On January 13th, Powerball announced the winners of the largest lottery jackpot in U.S. history. Nearly $1.5B was up for grabs and with more than 635 million tickets sold, punters scrambled to check the winning numbers as they were announced at 8pm PT. There were three big winners. The Powerball website, however, turned out to be the loser for the night.
We’ll dig into the infrastructure behind the fraying Powerball website and how it performed over the night. You can follow along with all of this data using this share link: https://fuzee.share.thousandeyes.com
Mega Meltdown
The Powerball website that serves up jackpot estimates and winning numbers usually sees a page load time of 650ms. This is pretty fast, helped along by the sparse content on the page, as you’ll see in Figure 1.
However, as the lottery drawing approached, page load times spiked to 5 seconds at 8pm and reached over 10 seconds within minutes after the drawing. Figure 2 shows the page load time for the Powerball website, with a dramatic increase around the 8pm drawing.
You’ll also see that a vast majority of users were not even able to fully load the Powerball website. Figure 3 shows web server availability, which cratered in all but 2 of the 28 cities that we tested.
Looking Behind the Curtain
So how did Powerball, which knew it had a record-breaking lottery on its hands, end up with such dismal performance? Let’s dig into the infrastructure and network behind Powerball. The website is hosted in a data center in Kansas City, run by the Multi-State Lottery Association (MUSL). Figure 4 shows the typical network paths into the data center via the ISP Cogent Communications.
At 7:05pm, the MUSL turned on routes to Microsoft Azure, directing traffic from approximately half of the cities observed to Microsoft’s cloud data centers. Figure 7 shows traffic from 5 cities flowing through Microsoft’s network (green nodes).
But as the 8pm drawing approached, the network was under strain from all of the traffic. Packet loss increased, as can be seen in Figure 6, reaching over 90% at the time the winning numbers were released.
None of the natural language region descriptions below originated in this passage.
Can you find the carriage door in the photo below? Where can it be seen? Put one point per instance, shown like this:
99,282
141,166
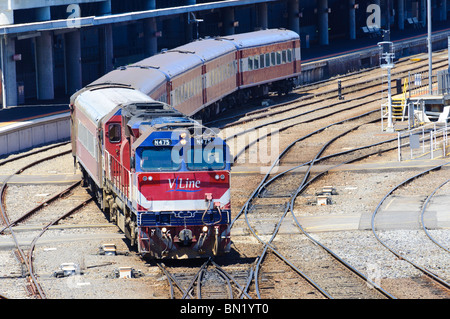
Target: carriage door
113,139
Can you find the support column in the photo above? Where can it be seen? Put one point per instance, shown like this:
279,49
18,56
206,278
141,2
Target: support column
401,14
294,20
44,58
8,68
105,36
73,61
352,21
423,12
323,21
263,22
228,21
189,31
150,29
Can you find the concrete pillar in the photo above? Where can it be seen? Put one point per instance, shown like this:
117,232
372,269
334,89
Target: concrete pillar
105,36
322,10
105,8
44,66
106,48
190,26
401,14
351,21
44,58
228,21
8,68
151,42
263,22
294,20
6,16
150,29
73,61
43,14
443,10
423,12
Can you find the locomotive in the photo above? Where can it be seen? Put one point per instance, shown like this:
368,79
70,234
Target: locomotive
162,177
158,173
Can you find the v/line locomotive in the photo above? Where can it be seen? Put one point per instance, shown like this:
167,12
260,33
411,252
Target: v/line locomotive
162,177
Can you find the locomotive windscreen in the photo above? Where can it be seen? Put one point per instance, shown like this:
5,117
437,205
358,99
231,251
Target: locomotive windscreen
205,158
160,158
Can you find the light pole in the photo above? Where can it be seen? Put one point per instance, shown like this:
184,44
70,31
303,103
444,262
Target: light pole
430,84
387,62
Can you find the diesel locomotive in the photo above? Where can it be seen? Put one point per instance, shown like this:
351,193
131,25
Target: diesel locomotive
158,173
At 8:05pm, MUSL again spread the love to another provider, this time Verizon’s Edgecast CDN. Figure 7 shows the network path topology just after the winning numbers were announced. Paths taken to Microsoft’s data center make up the cluster on top (168.61.218.73), Edgecast in the middle (72.21.91.39) and the MUSL data center on the bottom (104.219.253.10).
At 10:10pm, after the traffic finally died down and application and network metrics were back to normal levels, MUSL reverted back to routing traffic to their own data center through upstream ISP Cogent.
Scaling Lessons Learned
So what could MUSL have done better? As the winning numbers were announced, the Powerball website simply wasn’t equipped to handle the massive amounts of traffic it received.
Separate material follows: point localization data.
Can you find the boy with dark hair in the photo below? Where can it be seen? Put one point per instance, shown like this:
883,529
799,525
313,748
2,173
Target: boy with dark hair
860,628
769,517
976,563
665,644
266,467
For sites that have spiky, but predictable traffic, here are a few options:
- Use a CDN to serve up traffic round-the clock. This costs more but will have the best customer experience.
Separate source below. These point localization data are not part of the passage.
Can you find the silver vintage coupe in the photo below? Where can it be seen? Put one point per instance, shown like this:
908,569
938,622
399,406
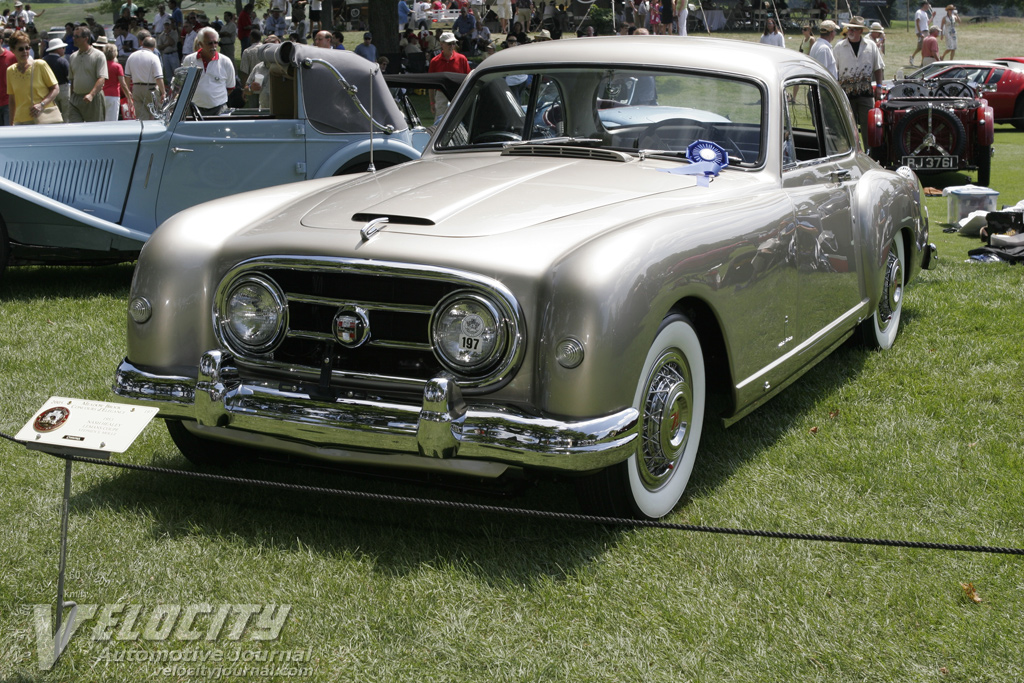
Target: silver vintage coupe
599,233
- Flip on a CDN service well before known traffic peaks. MUSL did this with Edgecast, but not until the drawing itself, at which point DNS changes can take a while to propagate.
- Diversify with multiple data centers and upstream ISPs. MUSL had only one data center and one upstream ISP, Cogent Communications—if Cogent or their single data center goes down, MUSL’s service goes with it.
- Within the data center, more load balanced network paths and web servers would also help to reduce performance impacts.
The odds of this Powerball drawing were 1 in 292 million. Winning the lottery may be a shot in the dark, but when it comes to web performance, you can have a guaranteed return if you properly prepare for your network’s next big event.